Whilst the vast majority of UK mortgage brokers stress their confidence in the future of the sub prime market (63%), a significant number indicated that they intended to change they way they do business as a result of the environment.
Of these 71% claim they will be more wary of dealing with certain lenders, particularly smaller, inexperienced lenders or those that withdraw ranges at short notice.
A further, one in ten feel that this instability - and the potential impact on some lenders - poses a threat to future business.
Almost three quarters of those respondents claim they would be more discerning about which lenders they do business with - indicating that experience, infrastructure and reliability are key criteria for them. Only 1% of the total sample claim they would no longer deal with sub prime lenders.

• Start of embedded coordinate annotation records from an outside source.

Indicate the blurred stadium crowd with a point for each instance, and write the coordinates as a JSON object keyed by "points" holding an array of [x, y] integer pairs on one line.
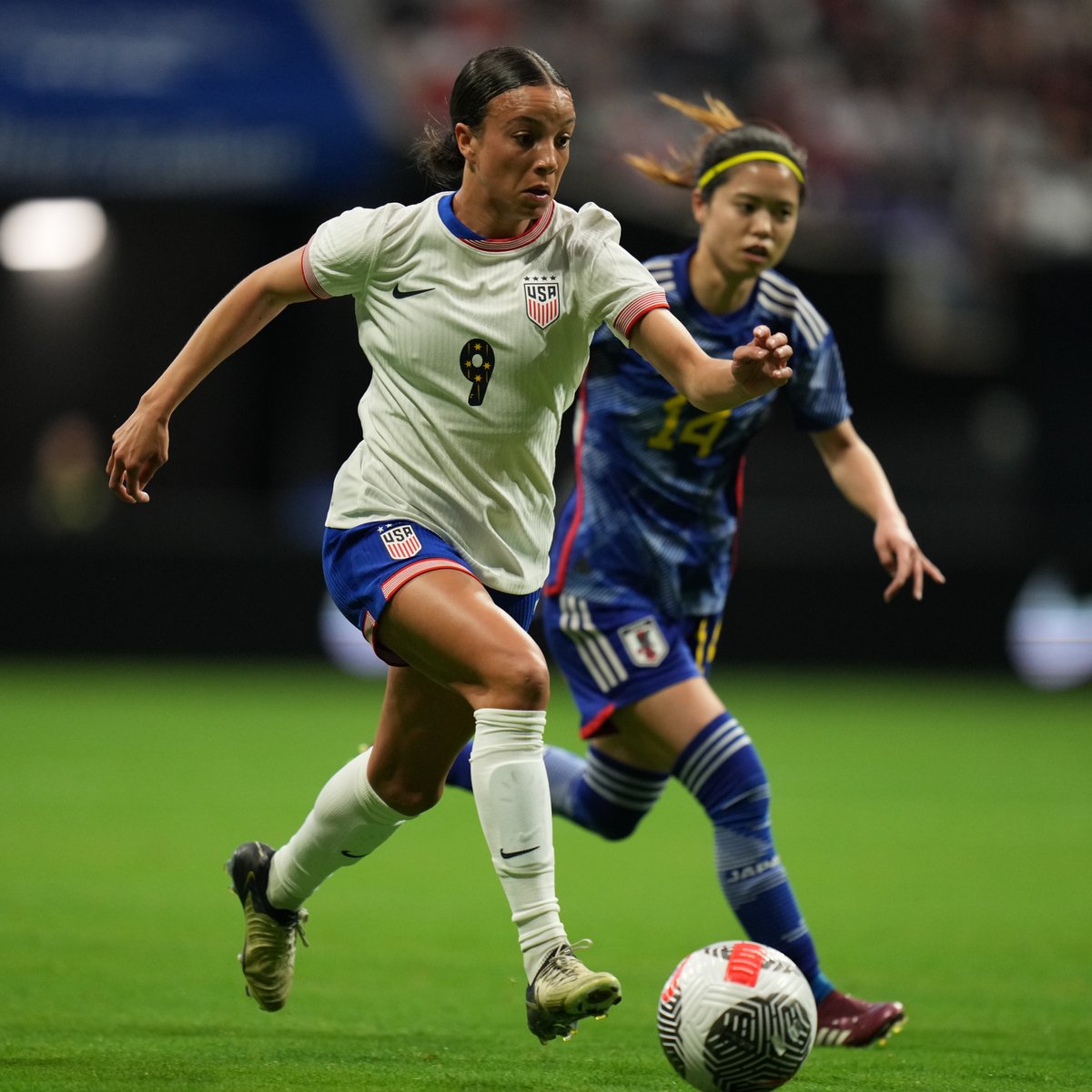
{"points": [[966, 118], [947, 238]]}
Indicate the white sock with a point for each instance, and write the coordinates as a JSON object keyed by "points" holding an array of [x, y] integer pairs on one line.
{"points": [[512, 797], [348, 823]]}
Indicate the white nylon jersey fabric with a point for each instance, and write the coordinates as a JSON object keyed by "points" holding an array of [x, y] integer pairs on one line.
{"points": [[479, 475]]}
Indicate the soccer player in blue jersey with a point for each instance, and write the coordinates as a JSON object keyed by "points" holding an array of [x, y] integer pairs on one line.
{"points": [[643, 551]]}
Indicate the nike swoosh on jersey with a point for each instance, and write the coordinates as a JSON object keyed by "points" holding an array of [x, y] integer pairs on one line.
{"points": [[517, 853]]}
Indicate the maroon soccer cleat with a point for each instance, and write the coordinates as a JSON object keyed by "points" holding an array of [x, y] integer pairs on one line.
{"points": [[849, 1021]]}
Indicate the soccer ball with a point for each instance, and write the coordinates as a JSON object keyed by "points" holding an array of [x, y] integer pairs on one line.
{"points": [[736, 1016]]}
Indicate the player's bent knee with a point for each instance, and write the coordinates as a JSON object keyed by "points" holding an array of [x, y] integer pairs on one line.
{"points": [[518, 681]]}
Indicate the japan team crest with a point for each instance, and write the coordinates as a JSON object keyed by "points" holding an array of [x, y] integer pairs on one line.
{"points": [[543, 296], [401, 541], [643, 642]]}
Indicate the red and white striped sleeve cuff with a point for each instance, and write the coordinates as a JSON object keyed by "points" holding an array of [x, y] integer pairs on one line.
{"points": [[628, 316], [309, 278]]}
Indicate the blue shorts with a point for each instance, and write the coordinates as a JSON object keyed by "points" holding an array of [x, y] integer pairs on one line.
{"points": [[366, 565], [615, 655]]}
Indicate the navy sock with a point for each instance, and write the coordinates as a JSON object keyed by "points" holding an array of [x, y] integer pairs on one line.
{"points": [[721, 768], [460, 773], [600, 793]]}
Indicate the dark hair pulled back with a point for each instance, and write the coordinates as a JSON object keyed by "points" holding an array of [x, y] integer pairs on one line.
{"points": [[483, 77], [725, 136]]}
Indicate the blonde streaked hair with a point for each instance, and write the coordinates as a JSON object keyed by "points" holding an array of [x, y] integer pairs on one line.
{"points": [[727, 142]]}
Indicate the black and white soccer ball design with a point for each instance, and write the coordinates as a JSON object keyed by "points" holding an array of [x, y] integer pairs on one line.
{"points": [[736, 1016]]}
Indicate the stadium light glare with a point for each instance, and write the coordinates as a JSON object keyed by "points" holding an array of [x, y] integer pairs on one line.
{"points": [[52, 234]]}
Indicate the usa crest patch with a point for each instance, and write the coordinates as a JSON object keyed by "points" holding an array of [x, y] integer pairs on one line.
{"points": [[401, 541], [644, 642], [543, 298]]}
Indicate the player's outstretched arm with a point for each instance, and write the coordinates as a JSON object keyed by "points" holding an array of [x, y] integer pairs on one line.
{"points": [[855, 470], [710, 383], [141, 445]]}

Whilst the research highlighted that the problems experienced in the US would make many intermediaries wary about which borrowers they would refer to lenders, they also feel that it is the lender’s role to have robust tools and systems in place to ensure that they continue to lend responsibly and communicate this clearly to their partners.
In addition, GE Money’s research found that the vast majority of brokers believe that the constant debate about instability was generally having a negative effect on their customers – with 68% claiming that consumers are worried about its impact upon them.
Ultimately, mortgage intermediaries feel that lenders need to be upfront and transparent in their words and actions – with over half believing lenders should openly declare their long-term commitment to the sector, ensuring that they are consistent and reliable with the deals they are offering.
Some brokers expressed concern about borrowers being left in the dark by lenders continually withdrawing ranges at very short notice, or those that were unclear about how they intend to deal with cases that are in the pipeline. In fact, a smaller proportion of brokers claim they would reconsider doing business with such lenders.
Duncan Berry, director of mortgages at GE Money Home Lending (GEMHL) said: “GE Money Home Lending is a prudent lender so we will always take necessary steps to ensure that we are lending responsibly to the right individuals and we monitor the market on an ongoing basis to ensure we continue to do so.
“Our research has overwhelmingly shown that brokers need clear communication and guidance from their lender partners at this time, as well as relevant tools, technology and expertise which will help them continue to refer appropriate customers to their lenders, despite the uncertainty.
“We are committed to maintaining clear communication with our intermediary partners, and we will make sure that they are given sufficient time to understand and absorb any changes moving forward.”
GEMHL has further illustrated its commitment to the non-conforming sector by updating its clients on the impending introduction of an online decisioning system (IDOL) and telephone DIP service, as well as point of sale credit scoring for loans in excess of 90% LTV on its First National range.
The firm has also revealed changes to rates and criteria on both the First National and igroup brands. These have been introduced to reflect current market conditions and focus on what GE Money Home Lending believes to be the responsible growth areas of the market over the coming months.
Key changes include:
- First National – some of the most competitive 3 year fixes in the market up to 95% LTV and 90% self cert, as well as a range of competitively priced 2 year discounted rate products. Buy to let portfolio to be repriced.
- Igroup – Criteria changes on LTM 1 & 2 and GEM 4, 5 and 6; revised rates, as well as a new 2 year ERC on all fixed rate products (£1,250 completion fee)
“However, our research shows that many brokers are clearly nervous about the potential impact recent events are having on some lenders and this is creating uncertainty. At this time it is crucial that experienced providers with solid financial strength and pedigree reassure their partners of their
long-term commitment to the non-conforming market, whilst ensuring that any changes to products, criteria or pricing are communicated in a timely, decisive and transparent fashion.”